27 September 2010

Zero Conf Persistency

By Shay Banon

With the new “local gateway”, upcoming elasticsearch version 0.11 will provide zero conf long term persistency out of the box.

In the Search Engine Time Machine post, elasticsearch support for long term persistency is explained. The idea is built around providing long term persistency using a shared storage solution. A common storage option between all nodes (shared file system, S3, HDFS) is used to asynchronously write changes in both the cluster meta data (indices created, mappings) and the actual indices to it.

The shared storage option has several benefits. One obvious one is the ability to store (parts) the index in memory, and still maintain long term persistency in case of full cluster shutdown. It also provides a native solution if backup is required of the indices (to s3 for example).

It does come with an overhead though, the first is the actual need for a shared storage solution for long term persistency, which does complicate things for simpler and get it started scenarios. The other is the fact that potentially very large data set will be stored, where simply using a shared storage is an overhead that is unacceptable (mainly due to cost).

In upcoming 0.11 version, another gateway option is provided, called local gateway. The local gateway option allows the cluster to restore both its state and the indices from each node local storage (local file system). And, in order to provide the best out of the box experience, this gateway is now the default one set.

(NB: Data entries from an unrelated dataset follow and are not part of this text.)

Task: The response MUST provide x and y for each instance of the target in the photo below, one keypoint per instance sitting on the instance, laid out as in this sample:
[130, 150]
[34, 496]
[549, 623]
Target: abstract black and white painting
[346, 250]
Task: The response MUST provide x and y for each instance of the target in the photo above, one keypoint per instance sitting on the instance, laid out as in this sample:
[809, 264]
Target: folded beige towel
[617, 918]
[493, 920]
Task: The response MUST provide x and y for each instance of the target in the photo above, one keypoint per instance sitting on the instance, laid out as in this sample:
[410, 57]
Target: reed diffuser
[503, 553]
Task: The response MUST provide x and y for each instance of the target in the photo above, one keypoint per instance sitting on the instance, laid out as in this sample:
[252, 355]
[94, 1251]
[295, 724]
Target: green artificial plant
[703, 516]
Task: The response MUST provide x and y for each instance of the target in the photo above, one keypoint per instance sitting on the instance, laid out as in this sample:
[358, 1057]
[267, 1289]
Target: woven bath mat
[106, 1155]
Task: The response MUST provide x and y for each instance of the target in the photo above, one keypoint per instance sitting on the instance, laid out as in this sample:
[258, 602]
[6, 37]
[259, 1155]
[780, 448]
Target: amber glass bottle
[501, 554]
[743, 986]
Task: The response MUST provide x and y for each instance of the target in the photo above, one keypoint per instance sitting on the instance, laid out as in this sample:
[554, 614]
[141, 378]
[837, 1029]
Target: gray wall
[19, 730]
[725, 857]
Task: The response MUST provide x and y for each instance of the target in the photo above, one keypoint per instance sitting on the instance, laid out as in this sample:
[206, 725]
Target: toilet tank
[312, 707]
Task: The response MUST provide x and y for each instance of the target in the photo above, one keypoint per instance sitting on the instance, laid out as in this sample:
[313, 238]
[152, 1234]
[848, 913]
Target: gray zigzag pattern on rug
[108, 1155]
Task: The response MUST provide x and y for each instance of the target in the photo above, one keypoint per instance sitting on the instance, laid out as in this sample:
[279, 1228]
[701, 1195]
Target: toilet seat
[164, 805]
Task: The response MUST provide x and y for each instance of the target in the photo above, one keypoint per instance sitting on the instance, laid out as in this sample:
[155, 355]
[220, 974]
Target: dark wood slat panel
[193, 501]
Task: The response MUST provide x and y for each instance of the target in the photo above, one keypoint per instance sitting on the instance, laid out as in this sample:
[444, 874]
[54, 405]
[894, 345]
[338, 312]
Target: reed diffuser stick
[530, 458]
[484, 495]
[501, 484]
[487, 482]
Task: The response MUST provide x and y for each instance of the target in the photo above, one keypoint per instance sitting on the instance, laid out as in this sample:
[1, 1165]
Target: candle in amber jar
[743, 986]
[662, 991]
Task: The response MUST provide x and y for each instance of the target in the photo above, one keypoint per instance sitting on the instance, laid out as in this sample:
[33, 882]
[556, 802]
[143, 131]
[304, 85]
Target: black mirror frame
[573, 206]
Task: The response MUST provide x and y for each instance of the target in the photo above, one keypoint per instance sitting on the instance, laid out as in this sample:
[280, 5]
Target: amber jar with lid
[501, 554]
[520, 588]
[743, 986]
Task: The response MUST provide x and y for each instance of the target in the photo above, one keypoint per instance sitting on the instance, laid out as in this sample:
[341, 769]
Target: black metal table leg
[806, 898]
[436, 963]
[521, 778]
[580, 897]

The cluster state, which includes the indices created, mappings, and other meta information is versioned and stored on the nodes. In order to recover it, the gateway.recovery_after_nodes (or gateway.recovery_after_master_nodes) should be set to high enough value out of the total expected cluster size in order to ensure latest state recovery.

Shards are recovered once a quorum (by default) of the shard with its replicas is found. For this reason (and others) it is recommended to have at least 2 replicas per shard set.

Indices (and the transaction log) must be file system based, to provide recoverability in case of full shutdown.

The local gateway allows for simple to use long term persistency with elasticsearch and should simplify greatly using elasticsearch with full persistency support.

-shay.banon